Bonnet Carre Spillway Opening Takes Toll On Marine Life
The recent Louisiana high water events along with the opening of the Bonne Carre’ Spillway are having a noticeable effect on the state’s supply of oysters, shrimp, crab and finfish, according to preliminary assessments from the Louisiana Department of Wildlife and Fisheries (LDWF).

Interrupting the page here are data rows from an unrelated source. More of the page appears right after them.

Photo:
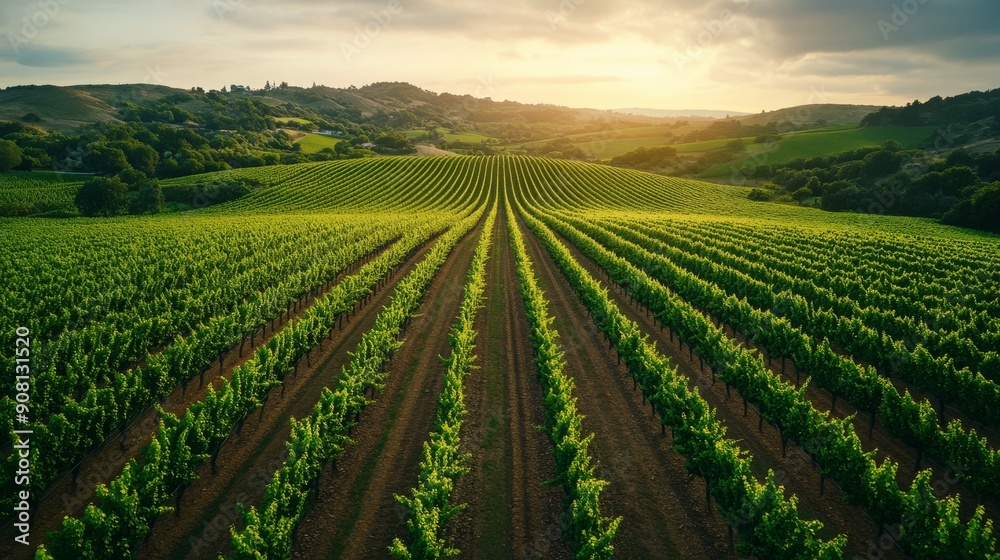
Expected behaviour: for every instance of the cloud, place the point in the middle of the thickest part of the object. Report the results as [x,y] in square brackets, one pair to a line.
[39,56]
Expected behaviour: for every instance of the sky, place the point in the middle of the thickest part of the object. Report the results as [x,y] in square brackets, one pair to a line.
[739,55]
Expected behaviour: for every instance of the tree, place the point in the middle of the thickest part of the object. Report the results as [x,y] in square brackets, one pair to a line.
[102,196]
[144,194]
[803,193]
[146,199]
[10,155]
[106,160]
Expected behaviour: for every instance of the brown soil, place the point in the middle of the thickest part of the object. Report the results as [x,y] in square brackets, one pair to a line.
[65,498]
[510,513]
[794,471]
[248,460]
[664,515]
[355,515]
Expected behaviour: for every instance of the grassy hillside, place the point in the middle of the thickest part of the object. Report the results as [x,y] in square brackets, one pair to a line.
[796,117]
[312,143]
[823,142]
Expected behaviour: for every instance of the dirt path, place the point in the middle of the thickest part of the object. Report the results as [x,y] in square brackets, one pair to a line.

The Numbers Are Staggering
Preliminary results from monitoring of commercial harvest using data available as of June 6 show that for oysters on public water-bottoms, landings have declined by 80 percent from the average for the year-to-date and are 89 percent below the average for March-April. Statewide shrimp landings (brown and white shrimp combined) declined by 36 percent for the month of March, and 63 percent for the month of April, when compared to the five-year average. Statewide blue crab landings have decreased by 33 percent for the month of March, and 45 percent for the month of April when compared to the five-year average. Concerning finfish, preliminary findings show that landings are down for black drum, 53 percent in the Vermilion-Tech basin and down 43 percent year-to-date in the Calcasieu basin, commercial black drum landings are down 31 percent year to date. Recreational harvest of red drum and spotted seatrout are also reduced compared to other recent years, as monitored by LA Creel. Right now LDWF personnel are also monitoring salinities as well as abundance of fish and shellfish in all the major estuaries of the coast.
Furthermore, LDWF biologists found that since January, there has been an increase in sea turtle and marine mammal strandings along the coast of the state. Sunday, June 16th, marked 80 days that the Bonnet Carré Spillway has been open so far this year. The latest opening on May 10 was the second time this year, a first in the 88-year history of the spillway.